Marcus Bocklet: Bildung, Ausbildung und Erwerbsarbeit stärken – Altersarmut vermeiden – Generationengerechtigkeit sichern

Herr Präsident, meine sehr verehrten Damen und Herren! Herr Gerling, ich dachte eigentlich, wir wären einen Schritt weiter. Sie haben zu Beginn Ihrer Rede – ich finde: ärgerlicherweise – gesagt, Sie würfen der SPD Panikmache vor.

Ich finde das angesichts der offiziellen Zahlen aus dem Bundesministerium für Arbeit und Soziales – nicht der Zahlen aus dem SPD-Bundeshaus – interessant. Herr Gerling korrigieren Sie mich, aber ich glaube, dass es eine CDU-Arbeitsministerin ist,

(Zuruf des Abg. Thorsten Schäfer-Gümbel (SPD)– Zurufe von der SPD)

die diese Studie herausgegeben hat. Sie weist zu Recht auf eine Entwicklung spätestens im Jahr 2030 hin. Ich finde es befremdlich, wie Sie das mit einem Schlag wegwischen und sagen: Liebe Kolleginnen und Kollegen vom linken Teil des Raumes, das ist Panikmache. –

Dann rufen Sie bitte Frau Bundesarbeitsministerin von der Leyen an und sagen ihr, das ist Panikmache. Wir teilen das ausdrücklich nicht.

Wir glauben nämlich, dass das, was beschrieben wird – die Tendenzen und Entwicklungen zur Altersarmut – tatsächlich alarmierend sind. Sie dürfen nicht zur Panikmache führen. Sie müssen aber dazu führen, dass wir uns heute Gedanken darüber machen, wie es mit den Einkommen im Alter weitergeht. Auch das hat Kollege Spies zu Recht beschrieben.

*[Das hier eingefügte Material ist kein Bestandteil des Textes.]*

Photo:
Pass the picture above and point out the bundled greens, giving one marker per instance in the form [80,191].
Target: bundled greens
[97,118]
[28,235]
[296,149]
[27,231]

Dieses Thema hat bisher – so würde ich es sehen – ein Schattendasein geführt. Wir haben zur Frage, wie hoch das Armutsrisiko – Sie haben von ungefähr 13 Prozent gesprochen, auf diese Zahl kommen wir beim Armutsrisiko von Menschen über 65 auch –, im Vergleich zur Kinderarmut ist, also von Personen bis 25 Jahre; das Armutsrisiko von 21 Prozentist deutlich höher.

Man sollte aber die Armutsrisikogruppen nicht gegeneinander ausspielen. Es besteht bei über 65-Jährigen ein Armutsrisiko, das steigt. Deswegen ist die Aufforderung an uns alle, sich in der Politik frühzeitig um das Thema nüchtern und sachlich zu kümmern und nach Lösungen zu suchen, auch heute das Gebot der Stunde.

(Beifall des Abg. Tarek Al-Wazir (BÜNDNIS 90/DIE GRÜNEN))

Wenn das Bundesamt für Statik – Sie haben es schon erwähnt, Herr Kollege – davon spricht, dass bald jeder siebte über 65 Jahre von Armut bedroht sein wird, dann können wir nicht mehr davon sprechen, dass wir einfach so wie bisher weitermachen können.

Die Bürgerinnen und Bürger in diesem Land müssen sich darauf verlassen können, dass sie als langjährig Versicherte der gesetzlichen Rentenversicherung, auch als Geringverdienende, Teilzeiterwerbstätige oder mit unterbrochenen Erwerbsbiografien im Alter nicht auf Leistungen der Grundsicherung angewiesen sein werden. Das ist die Aufgabe, vor der wir stehen. Wir brauchen also eine Rentenpolitik, die es erlaubt, in Würde zu altern, und einen Rentenbezug, der vor Armut schützt.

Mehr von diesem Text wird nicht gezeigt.